For the typical Duluth household consuming slightly under 4,500 gallons of water per billing period, this would translate to a monthly increase of $2.56 in 2024 and $12.86 by 2028.

Mike Mayou, a member of the utilities commission and 2nd District City Councilor, expressed relief that the proposed increase is below double digits, acknowledging, however, that even 9.25% is significant.

Jim Benning, the director of public works and utilities for Duluth, emphasized the indispensable nature of the water utility, citing its critical role in fire protection, medical care, hygiene, and overall public health.

Despite the necessity of the water system, much of Duluth’s infrastructure is aging, with approximately half of the city’s water system surpassing 90 years in service. Moreover, the city has been cited by federal authorities for the deteriorating condition of its water network.

Carrie Ryan, a member of the Duluth Public Utilities Commission, assured that plans for infrastructure improvements are well underway, recognizing the urgency of reinforcing the system’s backbone.

The city has outlined a comprehensive list of necessary upgrades, including electrical service enhancements, pump replacements, structural repairs, and the replacement of century-old mains. These improvements come with a hefty price tag, estimated at millions of dollars.

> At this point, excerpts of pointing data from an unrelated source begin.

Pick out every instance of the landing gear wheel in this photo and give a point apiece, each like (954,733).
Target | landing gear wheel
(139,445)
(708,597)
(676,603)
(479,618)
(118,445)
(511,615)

Additionally, Duluth anticipates significant expenses for upgrades to its water treatment plant and is seeking state funding to assist with these endeavors.

Failure to address these issues would result in considerable costs, both financially and in terms of service interruptions. The city estimates that it should be replacing significantly more miles of pipe annually to keep up with necessary repairs.

Moreover, aging pipes are prone to failure, resulting in numerous water main breaks annually and substantial associated costs.

Operating expenses are also on the rise, with increased electricity and chemical costs contributing to the financial strain. Maintaining proper water chemistry is particularly crucial given the prevalence of lead service lines in the city.

While the proposed rate increases are necessary, Benning acknowledged the need to balance the imperative for infrastructure improvements with the financial constraints of residents.

In conclusion, while the impending water rate increases may pose financial challenges for residents, they are essential to ensuring the reliability and safety of Duluth’s water supply amid aging infrastructure and increasing operational costs.